Public
Activity Feed Discussions Blogs Bookmarks Files

Laying the PLC Groundwork—The WHY | Origin: EC119

This is a general discussion forum for the following learning topic:

Professional Learning Communities (PLC)—How to Reach Transformative Change --> Laying the PLC Groundwork—The WHY

Post what you've learned about this topic and how you intend to apply it. Feel free to post questions and comments too.

PLCs help educators work together for lasting improvement and shared goals. I’ll focus on promoting collaboration and clear purpose in my CTE Culinary Arts team.

PLC's are new for me as a teacher and now knowing the importance is great

PLC's are new to me. It seems important to our program. 

In PLCs, educators collaborate to enhance student outcomes by sharing best practices, discussing challenges, and developing strategies to improve teaching and learning. For CTE programs, this means working with other CTE teachers to align curricula, share resources, and stay updated on industry standards and trends. Additionally, PLCs allow for peer feedback, creating a supportive environment where teachers can grow professionally while directly impacting student success.  I plan to actively participate in PLCs by contributing insights from my own CTE course and learning from my colleagues. This will help me stay current on industry changes and teaching techniques. I will also focus on collaborating with others to enhance the practical, hands-on aspects of our CTE programs, ensuring students not only gain knowledge but also develop the real-world skills necessary for their future careers.

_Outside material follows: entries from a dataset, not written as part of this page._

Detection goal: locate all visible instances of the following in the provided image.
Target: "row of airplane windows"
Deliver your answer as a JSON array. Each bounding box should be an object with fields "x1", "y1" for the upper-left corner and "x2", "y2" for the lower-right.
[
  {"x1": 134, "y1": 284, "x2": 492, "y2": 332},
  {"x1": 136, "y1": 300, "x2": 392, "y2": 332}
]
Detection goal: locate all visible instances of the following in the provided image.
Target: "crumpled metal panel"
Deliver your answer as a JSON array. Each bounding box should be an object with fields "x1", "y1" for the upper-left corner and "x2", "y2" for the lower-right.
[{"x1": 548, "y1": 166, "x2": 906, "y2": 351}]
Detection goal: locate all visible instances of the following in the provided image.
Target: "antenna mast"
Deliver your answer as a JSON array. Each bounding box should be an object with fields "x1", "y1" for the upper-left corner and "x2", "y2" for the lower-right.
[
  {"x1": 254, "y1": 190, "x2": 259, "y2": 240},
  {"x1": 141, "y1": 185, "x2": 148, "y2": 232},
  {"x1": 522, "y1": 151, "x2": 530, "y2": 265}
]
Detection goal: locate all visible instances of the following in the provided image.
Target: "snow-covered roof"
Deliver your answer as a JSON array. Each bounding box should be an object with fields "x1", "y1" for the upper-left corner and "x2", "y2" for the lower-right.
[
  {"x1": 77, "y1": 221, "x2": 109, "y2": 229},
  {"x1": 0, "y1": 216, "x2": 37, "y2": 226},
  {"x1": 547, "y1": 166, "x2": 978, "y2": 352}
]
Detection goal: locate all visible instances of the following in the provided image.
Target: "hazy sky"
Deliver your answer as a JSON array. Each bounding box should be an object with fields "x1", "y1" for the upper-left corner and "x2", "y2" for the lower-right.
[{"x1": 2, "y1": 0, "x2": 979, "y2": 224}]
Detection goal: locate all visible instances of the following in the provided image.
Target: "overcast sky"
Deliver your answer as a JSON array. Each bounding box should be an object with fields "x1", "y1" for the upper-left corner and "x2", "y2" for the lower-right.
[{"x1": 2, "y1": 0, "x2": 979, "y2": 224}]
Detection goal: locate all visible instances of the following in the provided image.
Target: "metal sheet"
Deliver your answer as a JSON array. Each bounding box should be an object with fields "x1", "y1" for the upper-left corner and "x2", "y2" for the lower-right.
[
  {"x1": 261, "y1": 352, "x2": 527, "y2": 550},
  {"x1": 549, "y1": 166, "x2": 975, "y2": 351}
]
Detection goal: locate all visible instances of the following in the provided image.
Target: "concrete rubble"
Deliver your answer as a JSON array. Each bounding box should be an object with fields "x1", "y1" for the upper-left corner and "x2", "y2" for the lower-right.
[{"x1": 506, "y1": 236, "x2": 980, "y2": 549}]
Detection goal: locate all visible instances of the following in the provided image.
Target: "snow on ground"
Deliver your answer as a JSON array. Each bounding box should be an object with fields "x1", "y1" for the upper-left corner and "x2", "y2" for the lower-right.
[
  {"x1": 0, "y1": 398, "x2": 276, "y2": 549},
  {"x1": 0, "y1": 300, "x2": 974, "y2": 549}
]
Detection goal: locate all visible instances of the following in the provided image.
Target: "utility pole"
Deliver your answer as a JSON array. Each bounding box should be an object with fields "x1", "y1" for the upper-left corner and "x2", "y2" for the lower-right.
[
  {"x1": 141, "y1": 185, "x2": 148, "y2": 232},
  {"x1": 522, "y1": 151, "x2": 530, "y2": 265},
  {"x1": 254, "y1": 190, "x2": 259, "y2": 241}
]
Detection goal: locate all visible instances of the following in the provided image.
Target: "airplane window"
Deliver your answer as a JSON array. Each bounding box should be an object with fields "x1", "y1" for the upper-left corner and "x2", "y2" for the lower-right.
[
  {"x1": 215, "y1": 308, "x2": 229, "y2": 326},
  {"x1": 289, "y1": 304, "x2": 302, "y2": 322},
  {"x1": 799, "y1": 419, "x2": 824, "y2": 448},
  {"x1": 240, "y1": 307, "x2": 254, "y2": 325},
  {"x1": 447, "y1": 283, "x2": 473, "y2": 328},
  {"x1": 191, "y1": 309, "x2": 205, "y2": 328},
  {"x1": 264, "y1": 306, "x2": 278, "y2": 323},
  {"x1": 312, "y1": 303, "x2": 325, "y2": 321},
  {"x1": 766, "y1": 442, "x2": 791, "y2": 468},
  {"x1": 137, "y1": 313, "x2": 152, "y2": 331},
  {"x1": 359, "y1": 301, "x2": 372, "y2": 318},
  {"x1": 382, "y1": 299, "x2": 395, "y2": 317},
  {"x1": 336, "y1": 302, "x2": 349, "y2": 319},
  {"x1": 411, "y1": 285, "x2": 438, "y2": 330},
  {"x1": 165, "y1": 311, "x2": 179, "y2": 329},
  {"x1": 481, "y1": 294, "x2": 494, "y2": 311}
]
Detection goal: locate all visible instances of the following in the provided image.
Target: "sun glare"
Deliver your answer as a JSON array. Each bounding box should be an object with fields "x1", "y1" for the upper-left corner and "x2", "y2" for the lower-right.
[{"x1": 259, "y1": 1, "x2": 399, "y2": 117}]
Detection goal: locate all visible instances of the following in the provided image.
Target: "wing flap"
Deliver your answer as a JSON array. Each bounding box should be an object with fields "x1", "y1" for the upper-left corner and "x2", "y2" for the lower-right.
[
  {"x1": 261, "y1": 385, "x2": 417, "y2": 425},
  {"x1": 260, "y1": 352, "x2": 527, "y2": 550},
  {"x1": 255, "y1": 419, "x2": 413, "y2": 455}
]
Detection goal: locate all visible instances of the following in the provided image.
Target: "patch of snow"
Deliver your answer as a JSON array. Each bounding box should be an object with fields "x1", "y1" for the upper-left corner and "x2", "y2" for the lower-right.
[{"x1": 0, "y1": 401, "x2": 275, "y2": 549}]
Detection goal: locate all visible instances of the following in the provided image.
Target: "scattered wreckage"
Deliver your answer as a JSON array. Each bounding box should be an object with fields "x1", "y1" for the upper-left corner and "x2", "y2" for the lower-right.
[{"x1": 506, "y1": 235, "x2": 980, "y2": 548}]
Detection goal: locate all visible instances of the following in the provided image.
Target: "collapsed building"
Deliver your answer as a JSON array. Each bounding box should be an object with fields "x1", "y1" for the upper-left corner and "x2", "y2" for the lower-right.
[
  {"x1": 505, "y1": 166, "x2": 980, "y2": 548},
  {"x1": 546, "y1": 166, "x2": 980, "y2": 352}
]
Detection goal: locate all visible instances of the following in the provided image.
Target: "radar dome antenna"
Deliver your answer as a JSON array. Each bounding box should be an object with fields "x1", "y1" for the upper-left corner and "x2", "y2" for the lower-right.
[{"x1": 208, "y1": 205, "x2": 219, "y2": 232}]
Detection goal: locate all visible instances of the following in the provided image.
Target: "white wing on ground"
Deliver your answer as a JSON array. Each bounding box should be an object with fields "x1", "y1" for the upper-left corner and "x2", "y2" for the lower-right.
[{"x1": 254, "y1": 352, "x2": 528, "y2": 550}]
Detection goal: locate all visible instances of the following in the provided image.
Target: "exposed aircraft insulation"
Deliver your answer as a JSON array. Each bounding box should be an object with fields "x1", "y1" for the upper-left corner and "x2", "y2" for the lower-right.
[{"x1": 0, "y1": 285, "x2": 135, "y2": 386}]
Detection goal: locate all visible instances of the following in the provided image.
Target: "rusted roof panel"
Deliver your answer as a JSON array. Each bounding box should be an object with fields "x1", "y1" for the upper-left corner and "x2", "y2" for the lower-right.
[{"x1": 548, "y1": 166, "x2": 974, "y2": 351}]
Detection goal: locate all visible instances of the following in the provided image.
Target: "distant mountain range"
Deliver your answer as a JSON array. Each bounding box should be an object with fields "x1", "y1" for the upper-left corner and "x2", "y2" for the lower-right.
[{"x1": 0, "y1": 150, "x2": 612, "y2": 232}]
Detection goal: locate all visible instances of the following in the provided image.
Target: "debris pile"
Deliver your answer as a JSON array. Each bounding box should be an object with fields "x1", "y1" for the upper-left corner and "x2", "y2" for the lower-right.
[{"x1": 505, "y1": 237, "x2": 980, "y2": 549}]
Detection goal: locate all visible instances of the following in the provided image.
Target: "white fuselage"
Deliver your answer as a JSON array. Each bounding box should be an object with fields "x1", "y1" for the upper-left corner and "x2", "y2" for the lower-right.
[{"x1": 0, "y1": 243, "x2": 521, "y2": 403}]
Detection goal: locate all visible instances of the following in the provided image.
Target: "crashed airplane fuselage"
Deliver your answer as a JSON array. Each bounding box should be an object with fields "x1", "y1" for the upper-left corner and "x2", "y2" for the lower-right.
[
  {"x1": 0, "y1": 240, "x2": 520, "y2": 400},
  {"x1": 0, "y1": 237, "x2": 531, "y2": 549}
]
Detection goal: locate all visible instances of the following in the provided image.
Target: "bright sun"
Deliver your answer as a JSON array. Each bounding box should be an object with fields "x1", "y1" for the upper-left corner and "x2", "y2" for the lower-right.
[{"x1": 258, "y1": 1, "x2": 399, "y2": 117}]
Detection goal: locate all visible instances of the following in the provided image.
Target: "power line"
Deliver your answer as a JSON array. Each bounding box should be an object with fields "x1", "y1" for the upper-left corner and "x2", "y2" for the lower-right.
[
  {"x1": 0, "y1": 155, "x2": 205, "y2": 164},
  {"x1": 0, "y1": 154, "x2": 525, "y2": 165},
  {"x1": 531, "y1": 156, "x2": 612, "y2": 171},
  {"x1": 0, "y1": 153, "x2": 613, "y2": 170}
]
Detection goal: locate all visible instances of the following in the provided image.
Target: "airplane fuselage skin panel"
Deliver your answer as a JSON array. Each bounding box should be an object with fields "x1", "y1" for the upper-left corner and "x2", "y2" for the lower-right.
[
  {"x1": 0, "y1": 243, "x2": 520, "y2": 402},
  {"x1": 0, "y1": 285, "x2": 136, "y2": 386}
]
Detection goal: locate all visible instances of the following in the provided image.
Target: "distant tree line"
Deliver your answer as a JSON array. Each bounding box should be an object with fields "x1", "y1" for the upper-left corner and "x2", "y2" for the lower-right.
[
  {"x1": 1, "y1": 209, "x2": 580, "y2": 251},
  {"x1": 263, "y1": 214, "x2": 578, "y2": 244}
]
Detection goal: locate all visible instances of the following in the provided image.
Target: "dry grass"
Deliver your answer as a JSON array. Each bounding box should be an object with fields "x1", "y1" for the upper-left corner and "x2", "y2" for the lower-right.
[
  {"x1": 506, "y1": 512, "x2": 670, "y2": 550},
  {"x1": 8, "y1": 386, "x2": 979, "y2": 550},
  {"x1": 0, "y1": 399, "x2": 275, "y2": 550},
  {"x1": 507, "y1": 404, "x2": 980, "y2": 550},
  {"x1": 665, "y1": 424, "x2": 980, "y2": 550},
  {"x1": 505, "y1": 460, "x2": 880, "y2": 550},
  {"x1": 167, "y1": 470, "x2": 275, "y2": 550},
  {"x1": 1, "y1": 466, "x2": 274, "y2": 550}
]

We are working through PLCs in our district, and it has been a challenge to wrap my head around.  Take away - focus on instructional practices vs curriculum.  However, I feel this will still be a challenge to implement and establish buy-in.  

My biggest takeaway was the distinction between a traditional PLC where the focus is on common assessments and the common curriculum and the CTE PLC where the focus is on instructional methods.

PLCs are essential for teachers to collaborate, grow and learn themselves which then in turn helps our students. 

PLCs are all about team building and establishing community standards

PLCs are one of the foundation to teaching and learning. I gives a community of collaboration and networking within a subject area. The main focus should always go back to our why!

PLC's are important to help plan benchmarks for everyone.  

It is important to collaborate with collegues and build a good team around you. Networking is essential. 

Laying the PLC Ground work - The Why:

               

A “PLC” ( Professional Learning Community ) is a group of teachers, from the same school, gathering regularly, to learn together, to share good practices & ideas. Some characteristics & attributes of a good PLC are:

  • Lead by teachers
  • Sets clear paths & goals
  • Builds unity between departments
  • Teams create higher quality solutions
  • Expanded pool of ideas, materials & methods
  • Serves as a ridge between teachers
  • Challenges each other to grow.
  • Confidence grows
  • Should focus on instruction, not content ( process not outcomes).
  • Is result orientated
  • Is a continual process that fosters continuous improvement

 

A good framework for organizational management in a PLC, may contain the some or all, but not limited to the following:

  • What do we plan for?
  • What do we monitor?
  • What do we model?
  • What questions do we ask?
  • How do we allocate time?
  • What do we celebrate?
  • What are we willing to confront?

A good quote was……. Management is doing things right, where leadership is doing the right thing……

I was involved in the ground floor of PLC's many years ago. It appears they have come a distance. Unfortunately, in my current setting, the need to control staff supercedes the desire to use our perspectives and qualifications. Hence, collaboration is a bit of a difficulty.